The herniated intervertebral disc (HIVD) is the most common spinal disorder. The annulus fibrosus is damaged or weakens when an intervertebral disc is injured such that the nucleus pulposus bulges out or even extrudes posteriorly. This compresses the spinal cord or spinal nerves resulting in pain, paresthesia, muscle atrophy, weakness, and even paralysis, adversely affecting quality of life and ability to work [1, 2]. Severe HIVD frequently requires spinal surgery.

Spondylodesis, or spinal fusion, is the common surgical method. Because the intervertebral disc does not regenerate, a spinal interbody fusion cage is implanted between two vertebrae to support the upper and the lower vertebrae and then fuses after a discectomy. Currently, using a polymeric polyetheretherketone (PEEK) spinal interbody cage is the most common technique. This is a radiolucent to X-rays and noncytotoxic material. In addition, its lower elastic modulus, which resembles that of human cancellous bone, avoids the stress shielding effect and prevents vertebral collapse and osteopenia syndrome [35]. Niu et al. [6] indicated that when a titanium (Ti) spinal interbody fusion cage was used, the vertebrae collapsed, enlarging the space between vertebrae and the possibility of cage dislodgement. The stress shielding effect is cited as the cause.

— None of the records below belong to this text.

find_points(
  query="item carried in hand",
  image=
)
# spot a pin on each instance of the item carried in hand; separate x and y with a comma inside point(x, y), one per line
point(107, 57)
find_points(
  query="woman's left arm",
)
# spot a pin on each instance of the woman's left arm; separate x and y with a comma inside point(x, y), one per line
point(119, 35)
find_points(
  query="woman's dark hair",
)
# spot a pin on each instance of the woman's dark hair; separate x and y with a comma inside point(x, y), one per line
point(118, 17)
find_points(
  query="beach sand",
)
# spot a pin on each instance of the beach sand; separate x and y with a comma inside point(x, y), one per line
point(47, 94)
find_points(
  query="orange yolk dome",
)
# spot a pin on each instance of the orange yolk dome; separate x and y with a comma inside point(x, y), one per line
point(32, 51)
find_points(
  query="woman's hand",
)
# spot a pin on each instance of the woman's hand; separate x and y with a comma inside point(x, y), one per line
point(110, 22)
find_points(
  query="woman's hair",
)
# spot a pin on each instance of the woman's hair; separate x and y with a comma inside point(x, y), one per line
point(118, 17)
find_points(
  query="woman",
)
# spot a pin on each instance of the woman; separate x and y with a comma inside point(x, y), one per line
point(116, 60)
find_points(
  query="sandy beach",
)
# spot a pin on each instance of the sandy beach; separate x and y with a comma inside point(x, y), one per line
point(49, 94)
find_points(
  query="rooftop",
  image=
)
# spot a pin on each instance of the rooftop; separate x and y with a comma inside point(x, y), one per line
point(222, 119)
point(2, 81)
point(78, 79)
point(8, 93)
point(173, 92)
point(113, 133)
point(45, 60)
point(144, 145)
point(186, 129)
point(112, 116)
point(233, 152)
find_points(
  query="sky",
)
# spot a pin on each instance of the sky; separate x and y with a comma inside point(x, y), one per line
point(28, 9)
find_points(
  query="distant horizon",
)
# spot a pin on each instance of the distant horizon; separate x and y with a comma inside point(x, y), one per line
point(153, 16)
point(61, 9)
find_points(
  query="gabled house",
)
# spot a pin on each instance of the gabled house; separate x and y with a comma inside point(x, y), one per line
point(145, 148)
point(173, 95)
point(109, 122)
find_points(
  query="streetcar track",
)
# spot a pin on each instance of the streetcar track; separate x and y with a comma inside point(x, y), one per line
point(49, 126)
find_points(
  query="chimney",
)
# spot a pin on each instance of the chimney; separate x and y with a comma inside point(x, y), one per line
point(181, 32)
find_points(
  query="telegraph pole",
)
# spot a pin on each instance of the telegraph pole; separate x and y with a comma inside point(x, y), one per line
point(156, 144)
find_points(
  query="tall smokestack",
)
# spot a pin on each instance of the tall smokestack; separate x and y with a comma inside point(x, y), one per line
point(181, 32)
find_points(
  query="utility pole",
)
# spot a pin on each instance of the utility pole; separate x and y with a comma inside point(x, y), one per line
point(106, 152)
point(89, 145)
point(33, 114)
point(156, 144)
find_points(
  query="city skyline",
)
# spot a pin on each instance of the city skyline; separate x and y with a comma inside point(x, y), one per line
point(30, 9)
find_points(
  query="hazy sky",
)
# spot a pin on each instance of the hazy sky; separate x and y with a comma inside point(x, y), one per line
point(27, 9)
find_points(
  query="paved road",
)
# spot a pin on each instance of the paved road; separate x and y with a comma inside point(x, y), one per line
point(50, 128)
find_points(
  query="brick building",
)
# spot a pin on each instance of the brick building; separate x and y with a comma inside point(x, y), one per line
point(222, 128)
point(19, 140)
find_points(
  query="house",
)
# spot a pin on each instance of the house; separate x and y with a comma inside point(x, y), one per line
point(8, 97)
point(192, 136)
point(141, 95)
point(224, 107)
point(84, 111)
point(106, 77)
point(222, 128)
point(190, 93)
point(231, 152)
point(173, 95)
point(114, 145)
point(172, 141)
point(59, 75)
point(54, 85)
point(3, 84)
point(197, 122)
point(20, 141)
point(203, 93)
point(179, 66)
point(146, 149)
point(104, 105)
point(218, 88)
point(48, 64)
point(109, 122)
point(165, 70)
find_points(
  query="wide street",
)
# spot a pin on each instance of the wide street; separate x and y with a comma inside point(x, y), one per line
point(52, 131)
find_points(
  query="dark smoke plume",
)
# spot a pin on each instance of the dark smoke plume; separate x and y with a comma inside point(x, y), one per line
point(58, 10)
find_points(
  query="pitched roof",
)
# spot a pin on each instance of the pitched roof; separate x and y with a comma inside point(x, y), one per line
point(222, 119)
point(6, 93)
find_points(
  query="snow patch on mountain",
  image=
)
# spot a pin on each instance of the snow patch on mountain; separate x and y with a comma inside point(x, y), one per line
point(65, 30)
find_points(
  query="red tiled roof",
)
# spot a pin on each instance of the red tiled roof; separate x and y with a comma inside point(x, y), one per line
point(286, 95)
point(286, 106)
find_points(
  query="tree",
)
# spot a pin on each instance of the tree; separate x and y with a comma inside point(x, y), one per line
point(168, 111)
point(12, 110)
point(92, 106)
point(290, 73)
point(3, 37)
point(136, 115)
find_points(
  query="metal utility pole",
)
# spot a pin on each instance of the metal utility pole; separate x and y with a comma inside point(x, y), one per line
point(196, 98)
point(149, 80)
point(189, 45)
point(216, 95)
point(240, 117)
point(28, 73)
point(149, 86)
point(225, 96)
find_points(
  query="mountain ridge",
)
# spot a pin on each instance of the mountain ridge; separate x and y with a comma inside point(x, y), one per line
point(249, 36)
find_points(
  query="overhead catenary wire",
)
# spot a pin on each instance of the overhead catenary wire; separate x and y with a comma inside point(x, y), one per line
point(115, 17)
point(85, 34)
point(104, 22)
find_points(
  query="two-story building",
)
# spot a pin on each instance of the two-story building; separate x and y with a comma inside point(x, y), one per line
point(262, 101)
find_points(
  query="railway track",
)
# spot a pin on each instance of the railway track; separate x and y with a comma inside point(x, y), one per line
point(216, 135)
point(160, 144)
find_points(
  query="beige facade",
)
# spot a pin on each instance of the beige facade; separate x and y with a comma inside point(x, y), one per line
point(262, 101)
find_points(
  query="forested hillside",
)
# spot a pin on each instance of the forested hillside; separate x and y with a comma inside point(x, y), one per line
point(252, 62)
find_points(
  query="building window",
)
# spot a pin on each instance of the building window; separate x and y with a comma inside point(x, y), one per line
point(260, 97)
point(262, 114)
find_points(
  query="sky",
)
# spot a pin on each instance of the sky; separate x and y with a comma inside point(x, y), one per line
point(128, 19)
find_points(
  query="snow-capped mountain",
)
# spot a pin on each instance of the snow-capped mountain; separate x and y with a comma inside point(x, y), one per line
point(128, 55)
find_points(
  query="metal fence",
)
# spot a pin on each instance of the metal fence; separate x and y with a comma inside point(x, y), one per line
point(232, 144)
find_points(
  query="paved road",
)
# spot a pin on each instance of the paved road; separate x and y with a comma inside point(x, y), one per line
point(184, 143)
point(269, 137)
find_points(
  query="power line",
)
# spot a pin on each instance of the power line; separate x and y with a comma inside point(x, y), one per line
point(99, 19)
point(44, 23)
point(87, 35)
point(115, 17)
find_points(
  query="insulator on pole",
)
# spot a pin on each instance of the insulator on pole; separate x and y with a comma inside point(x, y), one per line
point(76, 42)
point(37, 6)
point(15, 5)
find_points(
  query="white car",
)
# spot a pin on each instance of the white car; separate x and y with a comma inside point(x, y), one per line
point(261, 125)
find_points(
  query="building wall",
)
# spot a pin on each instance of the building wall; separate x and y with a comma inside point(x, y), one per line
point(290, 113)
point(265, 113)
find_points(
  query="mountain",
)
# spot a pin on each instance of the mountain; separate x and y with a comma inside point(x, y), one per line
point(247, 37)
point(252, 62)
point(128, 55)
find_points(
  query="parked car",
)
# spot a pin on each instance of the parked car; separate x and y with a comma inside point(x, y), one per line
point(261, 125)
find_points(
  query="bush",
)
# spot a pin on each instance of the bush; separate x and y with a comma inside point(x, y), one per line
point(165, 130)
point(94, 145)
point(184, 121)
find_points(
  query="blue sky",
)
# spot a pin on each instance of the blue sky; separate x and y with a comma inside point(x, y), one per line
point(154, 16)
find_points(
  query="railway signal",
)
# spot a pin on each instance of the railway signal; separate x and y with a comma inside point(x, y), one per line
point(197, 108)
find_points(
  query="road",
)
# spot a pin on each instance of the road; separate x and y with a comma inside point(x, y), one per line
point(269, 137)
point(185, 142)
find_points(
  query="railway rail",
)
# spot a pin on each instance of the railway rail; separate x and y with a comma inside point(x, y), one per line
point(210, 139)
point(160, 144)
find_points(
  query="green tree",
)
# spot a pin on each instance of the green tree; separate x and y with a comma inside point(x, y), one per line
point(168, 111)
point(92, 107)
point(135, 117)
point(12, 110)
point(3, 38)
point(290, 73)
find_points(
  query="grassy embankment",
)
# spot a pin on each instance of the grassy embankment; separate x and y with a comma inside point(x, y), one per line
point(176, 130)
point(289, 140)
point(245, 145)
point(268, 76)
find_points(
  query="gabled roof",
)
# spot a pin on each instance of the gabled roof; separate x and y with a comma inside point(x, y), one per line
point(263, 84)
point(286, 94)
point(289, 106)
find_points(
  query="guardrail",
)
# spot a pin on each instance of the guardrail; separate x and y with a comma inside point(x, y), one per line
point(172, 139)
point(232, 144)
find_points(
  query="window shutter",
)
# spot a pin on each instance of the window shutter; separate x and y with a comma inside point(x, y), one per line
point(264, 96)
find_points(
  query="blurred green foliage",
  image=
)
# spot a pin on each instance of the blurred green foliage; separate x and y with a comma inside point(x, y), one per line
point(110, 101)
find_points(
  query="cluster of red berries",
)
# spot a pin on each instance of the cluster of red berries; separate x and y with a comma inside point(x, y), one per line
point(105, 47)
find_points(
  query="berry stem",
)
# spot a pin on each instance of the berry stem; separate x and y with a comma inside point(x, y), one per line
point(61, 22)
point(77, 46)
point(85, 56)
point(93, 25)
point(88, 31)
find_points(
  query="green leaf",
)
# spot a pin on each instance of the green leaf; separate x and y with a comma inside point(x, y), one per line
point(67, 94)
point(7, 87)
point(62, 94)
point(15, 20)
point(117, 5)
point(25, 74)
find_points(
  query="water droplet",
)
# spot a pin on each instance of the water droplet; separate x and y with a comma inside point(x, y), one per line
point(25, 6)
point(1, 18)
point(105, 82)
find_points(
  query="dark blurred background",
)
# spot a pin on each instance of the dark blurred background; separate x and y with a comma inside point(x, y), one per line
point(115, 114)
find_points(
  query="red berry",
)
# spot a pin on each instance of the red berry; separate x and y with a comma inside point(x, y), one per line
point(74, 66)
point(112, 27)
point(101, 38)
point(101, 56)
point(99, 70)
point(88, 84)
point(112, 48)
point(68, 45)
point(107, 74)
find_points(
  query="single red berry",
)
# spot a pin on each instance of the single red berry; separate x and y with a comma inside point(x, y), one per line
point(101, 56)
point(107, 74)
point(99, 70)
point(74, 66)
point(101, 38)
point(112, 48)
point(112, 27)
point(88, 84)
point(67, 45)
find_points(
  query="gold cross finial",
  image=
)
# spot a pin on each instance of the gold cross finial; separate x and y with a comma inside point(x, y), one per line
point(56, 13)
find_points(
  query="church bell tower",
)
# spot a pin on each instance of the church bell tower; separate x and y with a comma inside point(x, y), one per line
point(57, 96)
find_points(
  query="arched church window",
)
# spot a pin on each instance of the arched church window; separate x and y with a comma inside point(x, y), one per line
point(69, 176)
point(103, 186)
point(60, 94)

As PEEK is a bioinert [7] and hydrophobic [8] material, its osteoblast attachment and growth are poor. Generally, a few months are needed for osseointegration of the vertebrae into the spinal interbody fusion cage, and patients must wear a neck collar or back brace for several weeks after spondylodesis. To promote the osseointegration of PEEK, two methods, bulk modification and surface modification, have been proposed. The former produces a biomedical composite by mixing PEEK with bioactive hydroxyapatite (HA) [9], tricalcium phosphate (β-TCP) [10], and strontium-containing hydroxyapatite (Sr-HA) [11]. The latter treats PEEK with plasma [12] and chemicals [13] and applies a functional coating [14, 15]. However, when PEEK is mixed with bioactive ceramic materials, the tensile strength and toughness of PEEK-based biomedical composites decrease as the amount of materials added increases. Additionally, the elastic modulus of these biomedical composites increases substantially such that the biomechanical property of PEEK is no longer similar to that of human cancellous bone [35]. Conversely, surface modification, which only alters the surface of PEEK, does not adversely affect its intrinsic properties. Modifying the surface of PEEK is therefore the better approach when used in a spinal interbody fusion cage.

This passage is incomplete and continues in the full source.